The statement from Lavabit owner Ladar Levison also says: “I feel you deserve to know what’s going on — the first amendment is supposed to guarantee me the freedom to speak out in situations like this. Unfortunately, Congress has passed laws that say otherwise. As things currently stand, I cannot share my experiences over the last six weeks, even though I have twice made the appropriate requests. … This experience has taught me one very important lesson: without congressional action or a strong judicial precedent, I would strongly recommend against anyone trusting their private data to a company with physical ties to the United States.”

An update from the Guardian states: “Silent Circle, another provider of secure online services, announced … later Thursday night that it would scrap its own encrypted email offering, Silent Mail.”

Glenn Greenwald of the Guardian reports Edward Snowden — who, it was recently revealed, used Lavabit’s email service — as saying: “The President, Congress, and the Courts have forgotten that the costs of bad policy are always borne by ordinary citizens, and it is our job to remind them that there are limits to what we will pay.

“America cannot succeed as a country where individuals like Mr.
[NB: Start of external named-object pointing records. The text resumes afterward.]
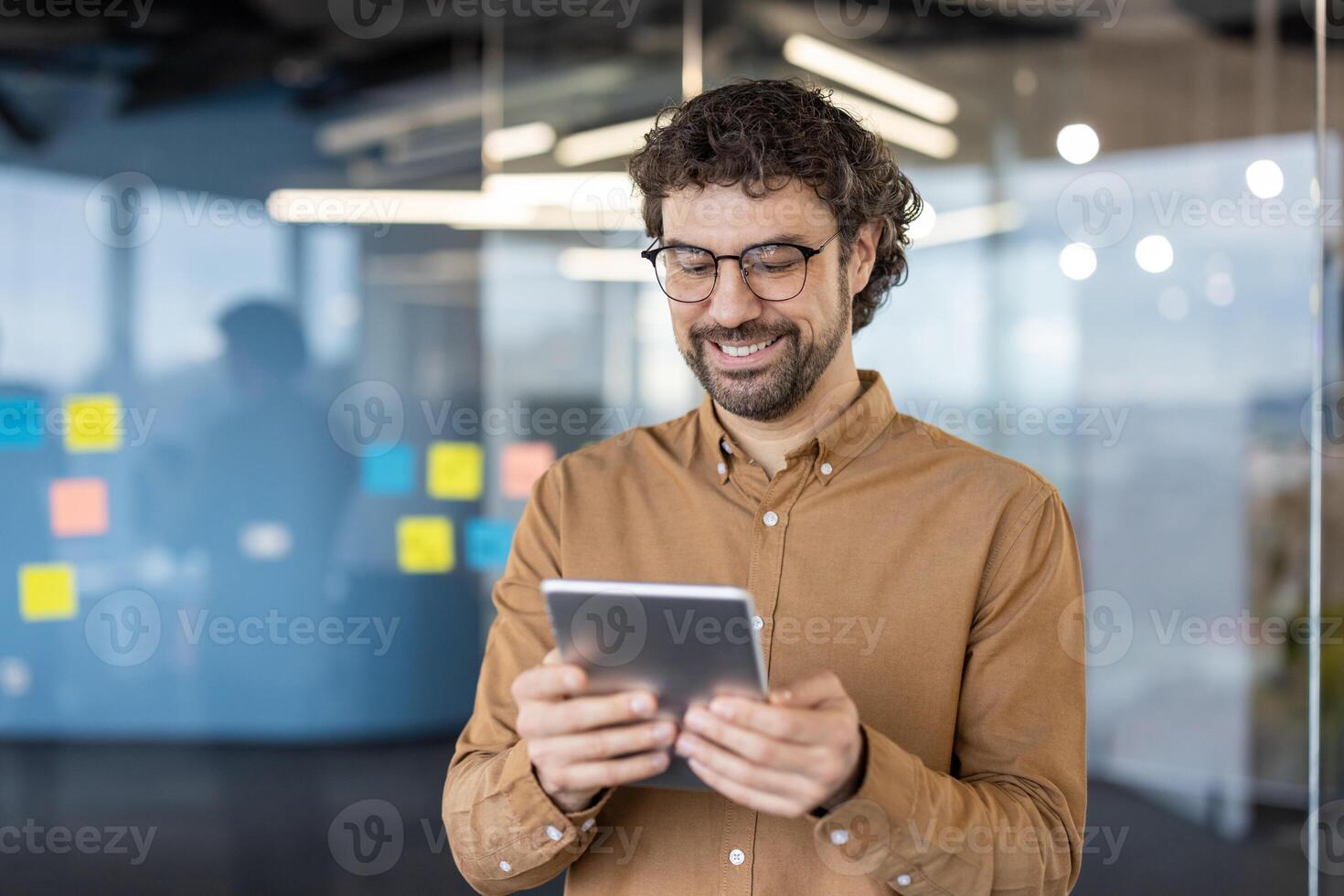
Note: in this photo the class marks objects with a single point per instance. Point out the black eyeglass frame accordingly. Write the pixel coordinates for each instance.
(806, 251)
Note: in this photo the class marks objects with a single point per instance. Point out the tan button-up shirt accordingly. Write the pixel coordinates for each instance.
(937, 579)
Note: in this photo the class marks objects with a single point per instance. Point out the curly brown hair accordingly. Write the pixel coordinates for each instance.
(766, 133)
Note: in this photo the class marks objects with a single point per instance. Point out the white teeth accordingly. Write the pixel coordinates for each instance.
(742, 351)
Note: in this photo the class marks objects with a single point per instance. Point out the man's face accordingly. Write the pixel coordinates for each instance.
(758, 359)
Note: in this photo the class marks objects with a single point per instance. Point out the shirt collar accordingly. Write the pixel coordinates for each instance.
(848, 437)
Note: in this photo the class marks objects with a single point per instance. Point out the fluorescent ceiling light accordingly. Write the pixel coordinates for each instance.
(613, 142)
(975, 222)
(901, 129)
(605, 265)
(871, 78)
(519, 142)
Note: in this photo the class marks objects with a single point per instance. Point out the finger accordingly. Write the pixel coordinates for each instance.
(809, 690)
(783, 723)
(611, 773)
(748, 774)
(743, 795)
(583, 713)
(603, 743)
(549, 683)
(752, 746)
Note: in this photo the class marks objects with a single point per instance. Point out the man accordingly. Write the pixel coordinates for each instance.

Levison have to relocate their businesses abroad to be successful. Employees and leaders at Google, Facebook, Microsoft, Yahoo, Apple, and the rest of our internet titans must ask themselves why they aren’t fighting for our interests the same way small businesses are. The defense they have offered to this point is that they were compelled by laws they do not agree with, but one day of downtime for the coalition of their services could achieve what a hundred Lavabits could not.”

KADE CROCKFORD, kcrockford at aclum.org, @aclu_mass
Crockford is director of the Technology for Liberty project at the ACLU of Massachusetts. She said today: “That a privacy-centric email service would shut down instead of disclose information about one of its users, as appears to be the case with Lavabit, speaks incredibly highly of the company, and reminds us that even in the face of a seemingly all powerful surveillance state, each of us can bravely refuse to submit. The incident also shines a bright light on a pernicious tool of government surveillance — the National Security Letter — that violates the spirit of every democratic value and the Bill of Rights itself. That Lavabit cannot speak clearly about what actually happened here is chilling. If the United States government is seeking to alienate technologists and people who care about their privacy, it is doing a great job.”

BRIAN DUGGAN, bcduggan at opentechinstitute.org
Duggan is a technologist at the New America Foundation’s Open Technology Institute. He said today: “Lavabit’s closing demonstrates a commitment to protect privacy that the U.S. government abandoned long ago and recently began actively attacking. Its shuttering makes it clear that even if a service provider cannot read its customers’ data, they cannot continue to operate in the U.S. without complying with illegal surveillance of U.S. citizens.”